For each little circle, change the amount of pressure so you can feel ALL levels of your breast tissue. Make each circle three times—once light, once medium, and once deep—before you move on to the next area.

  • Start the circles in your armpit and move down to just below the bra line.

Then slide your fingers over—just the width of one finger and move up again. Don’t lift your fingers from your breast as you move them to make sure you feel the entire area. Continue this up-and-down vertical strip pattern—from your collarbone to just below your bra line—until you reach the nipple.

  • Check the INNER HALF of your right breast.

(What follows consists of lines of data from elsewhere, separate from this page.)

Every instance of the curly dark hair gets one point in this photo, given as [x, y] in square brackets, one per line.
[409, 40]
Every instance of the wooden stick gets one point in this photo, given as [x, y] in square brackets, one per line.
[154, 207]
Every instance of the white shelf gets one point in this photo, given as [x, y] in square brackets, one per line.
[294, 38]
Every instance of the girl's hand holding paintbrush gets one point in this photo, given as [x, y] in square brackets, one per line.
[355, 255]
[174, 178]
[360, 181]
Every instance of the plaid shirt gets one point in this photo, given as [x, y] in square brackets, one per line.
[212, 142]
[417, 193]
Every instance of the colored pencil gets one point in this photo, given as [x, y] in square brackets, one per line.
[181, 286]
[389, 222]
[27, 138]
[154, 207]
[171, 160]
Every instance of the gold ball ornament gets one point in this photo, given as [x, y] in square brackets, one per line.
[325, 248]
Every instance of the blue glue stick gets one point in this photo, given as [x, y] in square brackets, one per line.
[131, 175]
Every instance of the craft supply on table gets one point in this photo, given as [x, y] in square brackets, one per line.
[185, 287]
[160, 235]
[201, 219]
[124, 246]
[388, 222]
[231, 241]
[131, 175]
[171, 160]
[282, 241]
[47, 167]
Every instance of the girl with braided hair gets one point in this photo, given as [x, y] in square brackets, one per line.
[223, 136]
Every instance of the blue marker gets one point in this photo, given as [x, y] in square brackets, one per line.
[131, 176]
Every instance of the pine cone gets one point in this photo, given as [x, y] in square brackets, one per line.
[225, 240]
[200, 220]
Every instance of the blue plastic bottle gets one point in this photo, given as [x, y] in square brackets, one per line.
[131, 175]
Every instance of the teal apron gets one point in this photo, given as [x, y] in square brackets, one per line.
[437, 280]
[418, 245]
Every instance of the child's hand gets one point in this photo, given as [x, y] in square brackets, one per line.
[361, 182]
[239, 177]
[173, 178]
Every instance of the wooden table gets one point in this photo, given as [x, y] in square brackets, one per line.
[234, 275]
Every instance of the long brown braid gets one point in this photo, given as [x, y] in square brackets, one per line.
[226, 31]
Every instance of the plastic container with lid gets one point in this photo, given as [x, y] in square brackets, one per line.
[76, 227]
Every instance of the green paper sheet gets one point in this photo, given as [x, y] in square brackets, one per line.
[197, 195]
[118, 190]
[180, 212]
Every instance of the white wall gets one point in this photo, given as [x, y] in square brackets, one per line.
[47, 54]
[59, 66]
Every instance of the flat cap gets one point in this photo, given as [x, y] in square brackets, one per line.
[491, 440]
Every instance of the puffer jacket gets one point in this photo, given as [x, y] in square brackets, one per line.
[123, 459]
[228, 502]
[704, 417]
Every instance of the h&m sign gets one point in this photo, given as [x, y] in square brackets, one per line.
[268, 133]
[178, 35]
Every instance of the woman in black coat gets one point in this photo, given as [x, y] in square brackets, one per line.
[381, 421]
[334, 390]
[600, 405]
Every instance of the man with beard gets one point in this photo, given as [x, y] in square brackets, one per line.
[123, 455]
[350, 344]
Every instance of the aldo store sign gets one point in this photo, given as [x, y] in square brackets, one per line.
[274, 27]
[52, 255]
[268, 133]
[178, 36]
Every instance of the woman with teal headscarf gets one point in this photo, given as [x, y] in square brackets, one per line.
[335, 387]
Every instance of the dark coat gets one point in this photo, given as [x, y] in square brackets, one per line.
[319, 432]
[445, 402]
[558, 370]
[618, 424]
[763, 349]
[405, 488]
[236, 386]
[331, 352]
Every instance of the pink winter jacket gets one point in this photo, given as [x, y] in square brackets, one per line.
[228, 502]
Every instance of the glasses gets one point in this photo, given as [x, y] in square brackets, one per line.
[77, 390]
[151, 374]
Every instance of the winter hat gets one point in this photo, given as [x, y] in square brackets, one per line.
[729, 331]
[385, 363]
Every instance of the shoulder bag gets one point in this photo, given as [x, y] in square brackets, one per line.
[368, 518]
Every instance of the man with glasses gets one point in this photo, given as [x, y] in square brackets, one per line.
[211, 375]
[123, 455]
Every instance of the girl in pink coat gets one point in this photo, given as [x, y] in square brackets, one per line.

When you reach the nipple, remove pillow and roll on to your back, remove your hand from your forehead and place this arm at a right angle (see drawing). Carefully check the nipple area using the same circular pressures as before, without squeezing. Then examine the remaining breast tissue using the up-and-down vertical strip pattern, until you reach the middle of your chest. Place your non-palpating hand down at your side, make a row of circles above and below your collarbone, working from your shoulder to your mid-line.

Roll on to your right side and repeat these steps on your left breast, using your right hand.

Part 2: Look

Stand in front of a mirror and look closely at your breasts in the following three positions, viewing from the right and left as well as facing forward. Check for changes in the following:

  • Shape: Compare one to the other. One breast may normally be larger than the other, but sudden changes in size should not occur.
  • Skin: Check for rash, redness, puckering, dimpling, or orange-peel-textured appearance.
  • Nipples: Check for any physical changes such as a sudden inversion, scaliness, redness, itching, swelling, or discharge.
  • Vein patterns: Look for a noticeable increase in size or number of veins compared to the other breast.

It is important for us to learn how to do Breast Self Examinations because it helps us to familiarize ourselves with the shape, size, and texture of our breasts.This is important because it can help determine if what you are feeling is normal or abnormal.

Prevention will always be better than a cure.